[Development] Oslo, we have a problem</apollo 13> [char8_t]

Mon Jul 8 11:34:31 CEST 2019

Arnaud Clere (8 July 2019 09:46) wrote
> Instead of asking users to choose correct QByteArray methods depending
> on the data it contains, why not proposing them to explicitly say what
> it contains?
>
> //! Explicitely utf8 encoded byte array
> class QUtf8String : public QByteArray
> {
> public:
>     using QByteArray::QByteArray;
>     QUtf8String(const QByteArray &o) : QByteArray(o) {}
>     QUtf8String() : QByteArray() {}
> };
>
> Such QUtf8String can be used everywhere a QByteArray is.
> Qt implementors can fix QByteArray toUpper(), split(), etc. without
> having to guess what to do.  Users only have to specify where they use
> utf8 to make sure they use the correct functions.  Having a COW
> QUtf8String providing a migration path from ambiguous QByteArray seems
> in line with the addition of char8_t and u8* to C++ standard.

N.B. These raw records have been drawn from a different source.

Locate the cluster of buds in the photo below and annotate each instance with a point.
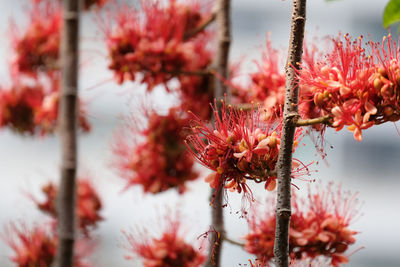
(158, 42)
(88, 204)
(31, 107)
(318, 228)
(170, 250)
(161, 161)
(239, 147)
(37, 49)
(37, 246)
(356, 89)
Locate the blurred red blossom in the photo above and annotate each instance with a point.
(37, 48)
(169, 250)
(88, 204)
(319, 226)
(240, 146)
(37, 246)
(31, 107)
(97, 3)
(159, 162)
(156, 41)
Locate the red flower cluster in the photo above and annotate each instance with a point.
(240, 146)
(356, 89)
(318, 227)
(38, 48)
(98, 3)
(32, 107)
(156, 41)
(88, 204)
(37, 247)
(170, 250)
(161, 161)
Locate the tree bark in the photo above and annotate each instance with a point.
(284, 165)
(67, 130)
(221, 67)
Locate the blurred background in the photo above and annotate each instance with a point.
(371, 167)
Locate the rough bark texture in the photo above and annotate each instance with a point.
(221, 67)
(67, 130)
(284, 165)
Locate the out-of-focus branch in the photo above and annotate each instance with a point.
(308, 122)
(222, 17)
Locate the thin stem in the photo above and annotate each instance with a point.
(290, 114)
(200, 28)
(221, 67)
(233, 242)
(308, 122)
(67, 130)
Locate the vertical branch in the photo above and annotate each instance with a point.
(284, 165)
(67, 130)
(221, 67)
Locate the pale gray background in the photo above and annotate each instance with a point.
(371, 167)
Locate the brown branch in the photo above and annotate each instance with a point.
(308, 122)
(200, 28)
(284, 164)
(67, 131)
(233, 242)
(220, 88)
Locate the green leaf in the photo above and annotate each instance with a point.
(391, 14)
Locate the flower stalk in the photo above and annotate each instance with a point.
(222, 17)
(67, 129)
(290, 113)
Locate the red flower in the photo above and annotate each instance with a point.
(18, 107)
(170, 250)
(161, 161)
(154, 41)
(318, 227)
(98, 3)
(31, 107)
(356, 89)
(239, 147)
(37, 246)
(37, 49)
(88, 204)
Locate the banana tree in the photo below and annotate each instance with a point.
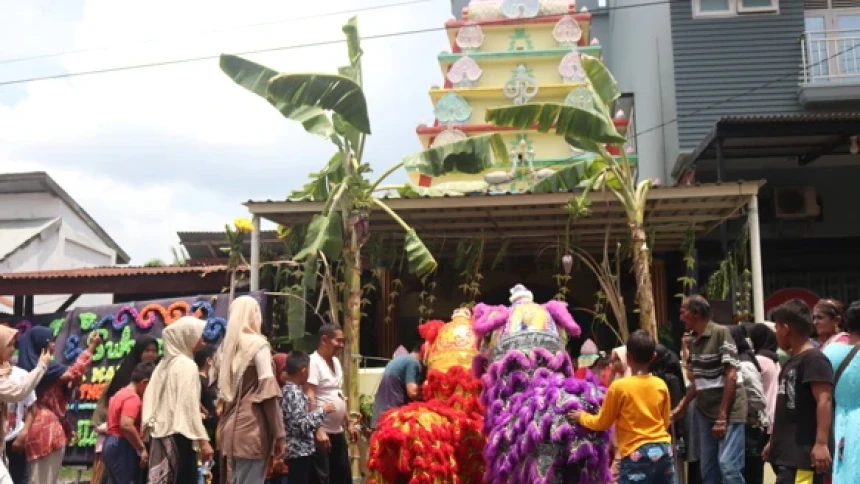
(334, 107)
(587, 125)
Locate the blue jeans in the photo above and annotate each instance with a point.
(720, 458)
(649, 464)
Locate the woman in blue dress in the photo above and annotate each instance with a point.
(846, 419)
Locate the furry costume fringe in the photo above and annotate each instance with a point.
(526, 398)
(438, 441)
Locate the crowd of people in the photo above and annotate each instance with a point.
(734, 400)
(782, 393)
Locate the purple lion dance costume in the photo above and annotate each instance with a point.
(529, 385)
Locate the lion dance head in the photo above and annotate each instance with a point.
(437, 440)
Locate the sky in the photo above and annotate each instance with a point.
(149, 152)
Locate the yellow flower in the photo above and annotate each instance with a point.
(243, 225)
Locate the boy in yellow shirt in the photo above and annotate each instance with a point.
(639, 407)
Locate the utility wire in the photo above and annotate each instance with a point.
(223, 29)
(423, 31)
(293, 47)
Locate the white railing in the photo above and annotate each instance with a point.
(831, 56)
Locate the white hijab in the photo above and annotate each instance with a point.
(171, 403)
(243, 341)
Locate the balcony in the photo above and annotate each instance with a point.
(831, 67)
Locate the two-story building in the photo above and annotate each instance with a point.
(769, 89)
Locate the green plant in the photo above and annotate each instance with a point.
(334, 107)
(588, 125)
(469, 262)
(733, 279)
(688, 280)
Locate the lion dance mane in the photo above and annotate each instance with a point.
(437, 440)
(529, 385)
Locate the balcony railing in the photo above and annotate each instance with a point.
(831, 56)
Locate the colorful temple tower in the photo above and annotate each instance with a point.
(507, 52)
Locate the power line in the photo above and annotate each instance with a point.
(748, 91)
(225, 29)
(293, 47)
(423, 31)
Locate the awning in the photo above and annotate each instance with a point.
(805, 137)
(526, 223)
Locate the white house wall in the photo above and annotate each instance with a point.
(74, 245)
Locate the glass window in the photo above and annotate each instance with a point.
(714, 6)
(757, 4)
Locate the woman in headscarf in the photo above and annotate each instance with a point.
(251, 430)
(277, 473)
(12, 391)
(145, 350)
(764, 344)
(171, 407)
(49, 431)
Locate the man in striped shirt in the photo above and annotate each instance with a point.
(720, 401)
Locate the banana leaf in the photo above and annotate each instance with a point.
(353, 44)
(602, 81)
(319, 188)
(487, 151)
(255, 78)
(330, 92)
(421, 261)
(570, 121)
(296, 311)
(325, 234)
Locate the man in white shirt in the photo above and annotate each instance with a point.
(325, 385)
(17, 422)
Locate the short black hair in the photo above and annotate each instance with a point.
(852, 317)
(641, 347)
(699, 306)
(297, 361)
(203, 354)
(329, 330)
(143, 371)
(796, 314)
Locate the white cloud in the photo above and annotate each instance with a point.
(180, 147)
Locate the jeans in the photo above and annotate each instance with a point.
(649, 464)
(723, 457)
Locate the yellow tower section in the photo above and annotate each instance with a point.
(506, 52)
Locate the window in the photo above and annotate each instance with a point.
(732, 8)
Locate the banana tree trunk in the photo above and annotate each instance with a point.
(352, 333)
(644, 288)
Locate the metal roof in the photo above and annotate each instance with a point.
(524, 223)
(117, 280)
(19, 233)
(206, 246)
(804, 137)
(41, 182)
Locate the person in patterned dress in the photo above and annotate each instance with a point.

We could then move the string-ish methods to these derived string
classes, deprecating the QByteArray base versions (and not making them
virtual) in favour of using the right 8-bit string type.  (The base's
implementation could indeed use that of a derived string class.)

That would glitch the "use anywhere QByteArray is asked for", of
course (you'd get the base's version of these methods), but anything
that accepts a QByteArray and does string-ish things to it is flawed
anyway.  It should be deprecated in favour of a templated API taking a
string-type.

	Eddy.